VoIP Adoption in Contact Centers to Triple by 2007 End
By Sophia Mayengbam
The boom for Voice over Internet Protocol (VoIP) has already taken place. According to In-Stat, the global market for VoIP was 16 million in 2005, and is expected to grow to over 55 million in 2009. Low cost and its functionality for distance working has contributed to its growth and adoption in several industry sectors. One of the sectors which is increasingly deploying VoIP is contact centers.
Research firm Yankee Group has revealed that VoIP penetration in the contact center and sales of related products are poised for significant increase by year end 2007. The research firm finds that already 38 percent of contact centers are researching and investigating VoIP and the trend already shows a dramatic growth in the deployment of the technology as these investigations drive VoIP conversion decisions in the future. Yankke said the Next 3 years will be prime growth period for VoIP technologies, with deployment tripling by end of 2007.
With the use of VoIP phones call center agents can work from anywhere with a sufficiently fast Internet connection. Incoming phone calls can be automatically routed to users VoIP phone, regardless of the location. Additionally, phone service via VoIP is free or costs less than equivalent service from traditional sources.
The firm said that a primary driver of the transition to VoIP is a desire to effectively and efficiently place and manage remote agents; contact centers view the technology as a way to implement an ‘agents anywhere’ strategy and to manage the remote workers more cheaply and flexibly.
According to Yankee’s report, “Migration Costs, Vendor Loyalty and Need for "Agents Anywhere" Define Contact Center VoIP Adoption Plans,”, the VoIP adoption rate in North American contact centers will grow from approximately 17 percent in 2005 to greater than 47 percent by the end of 2007.
In addition, the study predicts that the VoIP penetration rate of agent seats will increase from 16% in 2005 to more than 60% over the next three years.
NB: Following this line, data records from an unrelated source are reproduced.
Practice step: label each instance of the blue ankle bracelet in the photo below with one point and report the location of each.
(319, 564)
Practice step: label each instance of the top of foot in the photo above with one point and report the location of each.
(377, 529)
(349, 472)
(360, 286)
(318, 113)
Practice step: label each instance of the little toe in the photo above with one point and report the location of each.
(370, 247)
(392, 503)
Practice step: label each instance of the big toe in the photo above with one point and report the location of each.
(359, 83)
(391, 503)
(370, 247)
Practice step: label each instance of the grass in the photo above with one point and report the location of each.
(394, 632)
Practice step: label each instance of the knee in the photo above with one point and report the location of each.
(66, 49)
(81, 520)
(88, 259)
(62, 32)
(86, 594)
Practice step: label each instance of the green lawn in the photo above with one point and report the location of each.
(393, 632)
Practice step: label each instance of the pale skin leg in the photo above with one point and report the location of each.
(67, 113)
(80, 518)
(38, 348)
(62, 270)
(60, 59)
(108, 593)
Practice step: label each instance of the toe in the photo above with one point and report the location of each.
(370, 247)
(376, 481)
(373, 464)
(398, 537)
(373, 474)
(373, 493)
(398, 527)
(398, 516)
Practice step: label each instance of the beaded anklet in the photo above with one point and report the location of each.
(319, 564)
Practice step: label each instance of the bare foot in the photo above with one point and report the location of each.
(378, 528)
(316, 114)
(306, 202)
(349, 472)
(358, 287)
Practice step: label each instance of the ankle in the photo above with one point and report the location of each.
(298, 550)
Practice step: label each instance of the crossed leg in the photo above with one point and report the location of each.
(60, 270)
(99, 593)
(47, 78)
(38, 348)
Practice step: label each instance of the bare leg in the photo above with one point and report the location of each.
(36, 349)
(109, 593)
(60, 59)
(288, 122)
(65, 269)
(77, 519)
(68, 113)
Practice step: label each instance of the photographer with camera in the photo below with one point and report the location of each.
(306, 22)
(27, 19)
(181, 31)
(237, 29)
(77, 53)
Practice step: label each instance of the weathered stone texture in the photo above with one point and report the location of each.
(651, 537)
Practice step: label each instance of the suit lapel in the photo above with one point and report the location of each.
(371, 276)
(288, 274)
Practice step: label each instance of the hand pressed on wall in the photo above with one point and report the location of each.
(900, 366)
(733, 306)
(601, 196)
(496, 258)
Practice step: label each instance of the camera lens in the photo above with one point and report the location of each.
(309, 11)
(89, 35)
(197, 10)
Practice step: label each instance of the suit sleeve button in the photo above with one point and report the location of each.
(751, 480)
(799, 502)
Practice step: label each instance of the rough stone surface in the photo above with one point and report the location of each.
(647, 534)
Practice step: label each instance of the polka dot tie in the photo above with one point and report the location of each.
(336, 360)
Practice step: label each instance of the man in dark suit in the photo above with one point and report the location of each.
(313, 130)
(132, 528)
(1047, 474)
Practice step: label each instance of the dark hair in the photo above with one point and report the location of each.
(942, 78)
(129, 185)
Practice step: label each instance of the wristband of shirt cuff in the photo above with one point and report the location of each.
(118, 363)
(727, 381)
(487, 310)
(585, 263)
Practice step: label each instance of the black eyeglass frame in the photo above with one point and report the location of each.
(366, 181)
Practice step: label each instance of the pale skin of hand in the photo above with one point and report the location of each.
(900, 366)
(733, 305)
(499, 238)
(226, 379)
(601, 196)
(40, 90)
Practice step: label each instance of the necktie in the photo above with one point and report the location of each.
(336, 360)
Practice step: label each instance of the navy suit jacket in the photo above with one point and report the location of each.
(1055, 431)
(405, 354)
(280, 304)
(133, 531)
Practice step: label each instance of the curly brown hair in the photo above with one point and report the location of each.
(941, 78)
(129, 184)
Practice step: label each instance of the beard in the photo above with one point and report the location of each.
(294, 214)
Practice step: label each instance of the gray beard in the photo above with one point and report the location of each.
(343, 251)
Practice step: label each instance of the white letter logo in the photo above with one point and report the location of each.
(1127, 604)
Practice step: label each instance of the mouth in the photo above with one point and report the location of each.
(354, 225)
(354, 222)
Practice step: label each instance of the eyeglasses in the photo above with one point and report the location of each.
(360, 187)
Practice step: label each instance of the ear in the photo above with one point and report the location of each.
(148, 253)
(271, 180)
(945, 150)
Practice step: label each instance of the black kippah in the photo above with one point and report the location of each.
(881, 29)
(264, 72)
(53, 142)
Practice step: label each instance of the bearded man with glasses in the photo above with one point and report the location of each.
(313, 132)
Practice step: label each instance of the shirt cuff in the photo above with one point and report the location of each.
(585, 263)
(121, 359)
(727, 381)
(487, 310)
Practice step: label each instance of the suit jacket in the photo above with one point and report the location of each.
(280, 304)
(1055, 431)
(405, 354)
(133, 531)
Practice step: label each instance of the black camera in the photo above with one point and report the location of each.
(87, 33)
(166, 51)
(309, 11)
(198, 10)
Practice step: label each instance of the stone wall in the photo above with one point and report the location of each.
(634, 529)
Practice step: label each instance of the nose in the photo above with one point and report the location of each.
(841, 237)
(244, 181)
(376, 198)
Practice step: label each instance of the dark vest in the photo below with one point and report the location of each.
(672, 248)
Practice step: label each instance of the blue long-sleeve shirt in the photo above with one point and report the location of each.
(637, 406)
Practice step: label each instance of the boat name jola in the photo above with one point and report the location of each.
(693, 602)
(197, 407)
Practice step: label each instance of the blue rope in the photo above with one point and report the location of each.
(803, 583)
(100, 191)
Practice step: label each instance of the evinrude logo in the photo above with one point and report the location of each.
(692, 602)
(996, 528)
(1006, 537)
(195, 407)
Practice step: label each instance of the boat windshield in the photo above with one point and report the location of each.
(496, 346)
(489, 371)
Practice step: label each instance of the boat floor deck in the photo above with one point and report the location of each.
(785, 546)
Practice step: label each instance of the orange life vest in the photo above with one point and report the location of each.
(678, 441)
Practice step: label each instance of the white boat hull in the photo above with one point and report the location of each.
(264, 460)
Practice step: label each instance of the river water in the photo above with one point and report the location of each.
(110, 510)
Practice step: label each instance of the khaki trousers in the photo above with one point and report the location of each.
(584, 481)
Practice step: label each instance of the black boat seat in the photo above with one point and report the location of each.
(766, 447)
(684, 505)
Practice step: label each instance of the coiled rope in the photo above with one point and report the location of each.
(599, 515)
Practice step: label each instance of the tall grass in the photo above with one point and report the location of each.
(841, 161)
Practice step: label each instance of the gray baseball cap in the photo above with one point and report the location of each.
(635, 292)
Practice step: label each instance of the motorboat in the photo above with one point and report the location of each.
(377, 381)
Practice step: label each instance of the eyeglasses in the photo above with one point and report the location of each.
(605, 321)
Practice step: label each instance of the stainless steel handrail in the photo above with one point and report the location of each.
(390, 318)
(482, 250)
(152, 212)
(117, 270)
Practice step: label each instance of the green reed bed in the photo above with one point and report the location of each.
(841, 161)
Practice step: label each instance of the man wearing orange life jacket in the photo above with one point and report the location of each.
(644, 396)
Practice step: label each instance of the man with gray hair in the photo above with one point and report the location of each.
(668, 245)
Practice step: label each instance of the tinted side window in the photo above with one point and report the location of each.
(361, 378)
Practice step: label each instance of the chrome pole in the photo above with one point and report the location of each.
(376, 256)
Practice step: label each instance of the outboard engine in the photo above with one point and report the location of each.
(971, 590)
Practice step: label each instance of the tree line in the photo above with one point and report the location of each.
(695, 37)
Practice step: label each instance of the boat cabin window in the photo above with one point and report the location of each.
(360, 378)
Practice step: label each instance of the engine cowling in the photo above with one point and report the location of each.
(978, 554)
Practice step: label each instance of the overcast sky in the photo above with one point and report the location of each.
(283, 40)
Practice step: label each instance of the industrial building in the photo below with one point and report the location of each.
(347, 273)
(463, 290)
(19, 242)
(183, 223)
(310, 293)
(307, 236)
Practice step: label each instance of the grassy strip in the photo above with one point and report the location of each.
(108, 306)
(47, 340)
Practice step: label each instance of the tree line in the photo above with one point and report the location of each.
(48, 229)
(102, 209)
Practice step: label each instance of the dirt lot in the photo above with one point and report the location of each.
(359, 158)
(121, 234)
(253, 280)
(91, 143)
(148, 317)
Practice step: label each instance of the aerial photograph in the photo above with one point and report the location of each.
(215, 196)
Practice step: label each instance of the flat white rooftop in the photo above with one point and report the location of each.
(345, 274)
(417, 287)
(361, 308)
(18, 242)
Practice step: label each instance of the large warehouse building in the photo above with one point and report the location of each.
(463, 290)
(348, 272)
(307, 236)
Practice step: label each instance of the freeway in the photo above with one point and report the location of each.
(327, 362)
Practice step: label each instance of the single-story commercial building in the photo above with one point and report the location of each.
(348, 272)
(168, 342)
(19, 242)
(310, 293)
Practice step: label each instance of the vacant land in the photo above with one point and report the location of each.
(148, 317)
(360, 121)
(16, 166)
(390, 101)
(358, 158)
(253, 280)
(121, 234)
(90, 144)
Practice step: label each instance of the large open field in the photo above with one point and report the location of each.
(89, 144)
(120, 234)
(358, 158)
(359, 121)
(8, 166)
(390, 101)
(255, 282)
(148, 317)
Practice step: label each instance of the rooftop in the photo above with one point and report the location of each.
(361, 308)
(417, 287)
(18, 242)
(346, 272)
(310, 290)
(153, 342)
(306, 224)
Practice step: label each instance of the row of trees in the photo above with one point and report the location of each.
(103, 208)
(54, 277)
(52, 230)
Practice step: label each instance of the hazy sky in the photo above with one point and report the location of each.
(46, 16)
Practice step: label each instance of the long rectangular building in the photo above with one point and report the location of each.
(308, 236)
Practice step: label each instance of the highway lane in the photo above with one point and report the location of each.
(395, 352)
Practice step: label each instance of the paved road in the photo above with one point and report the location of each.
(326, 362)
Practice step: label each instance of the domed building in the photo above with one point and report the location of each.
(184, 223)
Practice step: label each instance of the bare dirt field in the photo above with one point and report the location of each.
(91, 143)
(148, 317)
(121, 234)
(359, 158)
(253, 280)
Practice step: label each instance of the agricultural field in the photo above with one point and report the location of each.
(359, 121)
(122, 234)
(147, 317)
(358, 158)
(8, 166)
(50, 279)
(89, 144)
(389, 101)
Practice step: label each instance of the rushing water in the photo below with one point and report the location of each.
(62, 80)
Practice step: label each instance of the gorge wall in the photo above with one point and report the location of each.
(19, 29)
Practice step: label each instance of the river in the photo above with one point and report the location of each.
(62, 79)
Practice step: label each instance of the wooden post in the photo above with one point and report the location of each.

While the significant growth in VoIP adoption in the contact center spans centers of all sizes, the most aggressive segment for growth appears to be centers with 500 or more agent seats.
Yankee said the preferred channels for increased VoIP product acquisitions will be the traditional telecommunications companies and telephony hardware/software vendors over system integrators and value-added resellers. And while customers report data networking vendors will certainly be involved in the planning phases of VoIP, it is unlikely they will overcome traditional contact center providers in application sales in the near term.
"'Agents anywhere' including home agents will be the consistent theme for contact center VoIP transition justification," said Ken Landoline, Yankee Group Customer-Centric Strategies Senior Analyst.
The growth of VoIP in the next three years is good new for vendors of VoIP contact center solutions. It is an opportunity for the vendors to capitalize on this growth. Landoline said it can be best capitalized opportunity by articulating VoIP lifecycle savings along with voice quality and security issues in their sales and marketing plans. Landoline said, "These are areas in which users indicate they need the most help in VoIP acquisition justification."